Greg Liddell has re-emerged as the head of investment consulting for a major advisory firm, with the former QIC implemented boss seen as a make-or-break hire for his new employer’s strength in the Australian asset consulting market.
Liddell will join Russell Investments in September, nine months after departing QIC, and his role running investment consulting will now report directly to local managing director, Chris Corneil. Previous incumbents, such as Andrew Lill, have reported to the head of institutional business.
Liddell will also join Russell’s global consulting leadership team, where he will sit alongside the firm’s most senior pensions and investments consultants, including Janine Baldridge, John Stannard and Don Ezra.
Corneil said that Liddell’s mix of funds management and asset consulting experience, from the last five years implementing multimanager portfolios for QIC and ten prior years at Mercer (where he left as local head of manager research), suited where Russell wanted to position itself in the market.
“Greg’s a guy with the skills to run a theoretical model portfolio, give the strategic advice, but he’s also managed money himself, so he can have the full breadth conversation, right down to the nitty gritty of frictional costs involved in moving money around,” Corneil said.

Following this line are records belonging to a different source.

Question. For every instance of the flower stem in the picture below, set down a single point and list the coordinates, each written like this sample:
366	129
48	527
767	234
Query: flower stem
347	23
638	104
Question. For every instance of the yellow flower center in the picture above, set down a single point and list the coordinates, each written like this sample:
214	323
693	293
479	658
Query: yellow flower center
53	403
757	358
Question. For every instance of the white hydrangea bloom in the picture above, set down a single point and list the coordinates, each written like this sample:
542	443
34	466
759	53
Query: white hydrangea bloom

Corneil acknowledged the high-profile hire came at an important time. Russell has lost major asset consulting clients in the past year – Telstra Super, FuturePlus and AvSuper – and significant implemented consulting clients, including the Holden and IBM corporate super funds, are currently reviewing their arrangements or considering doing so.

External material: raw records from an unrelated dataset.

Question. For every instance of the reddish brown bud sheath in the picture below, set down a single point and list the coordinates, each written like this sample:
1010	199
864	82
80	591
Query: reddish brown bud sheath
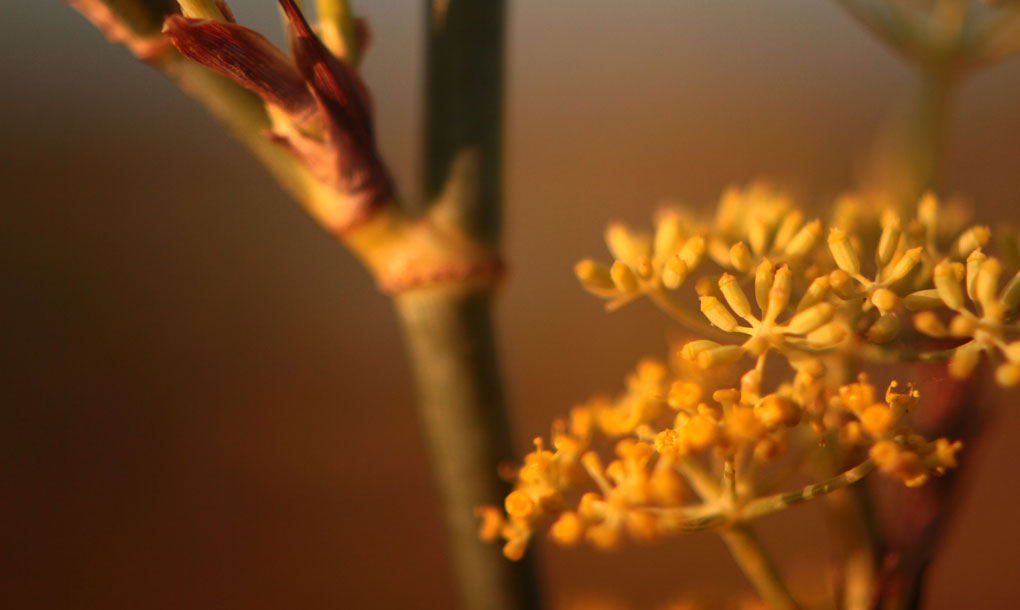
344	103
244	56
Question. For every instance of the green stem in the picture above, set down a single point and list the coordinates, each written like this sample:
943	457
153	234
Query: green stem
449	328
758	567
452	349
777	502
905	157
464	113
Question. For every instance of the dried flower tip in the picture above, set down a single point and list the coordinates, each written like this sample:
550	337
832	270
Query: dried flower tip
802	243
740	257
717	313
948	286
843	252
623	277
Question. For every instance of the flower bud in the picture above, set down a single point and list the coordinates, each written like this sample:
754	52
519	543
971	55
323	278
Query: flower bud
884	300
692	349
972	239
922	300
668	233
624	244
815	293
811	318
827	336
787	229
884	329
965	359
843	285
740	257
623	277
928	323
986	283
778	295
974	262
720	356
674	272
843	252
693	252
802	243
889	239
905	265
1011	294
963	324
1008	374
717	313
948	286
763	284
734	296
595	277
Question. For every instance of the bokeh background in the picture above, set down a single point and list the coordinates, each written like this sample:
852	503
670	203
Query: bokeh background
204	402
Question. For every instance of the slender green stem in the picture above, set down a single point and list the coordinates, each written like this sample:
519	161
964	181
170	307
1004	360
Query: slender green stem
452	350
759	568
777	502
464	113
691	320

Meanwhile, Russell confirmed the recent I&T News story that Andrew Johnson would be joining its New Zealand office to look after institutional clients, reporting to Sydney-based NZ head Mark Blair, after leaving the ‘head of relationship management’ role at AMP Capital Investors.
In what could be a neat swap, Ed Schuck, who ran Russell’s NZ operations for nine years until December, is understood to be on a shortlist of two for a revamped version of Johnson’s AMP CI position, to be called ‘head of distribution’. David Chote from AMP’s Financial Services division is also understood to be in the running.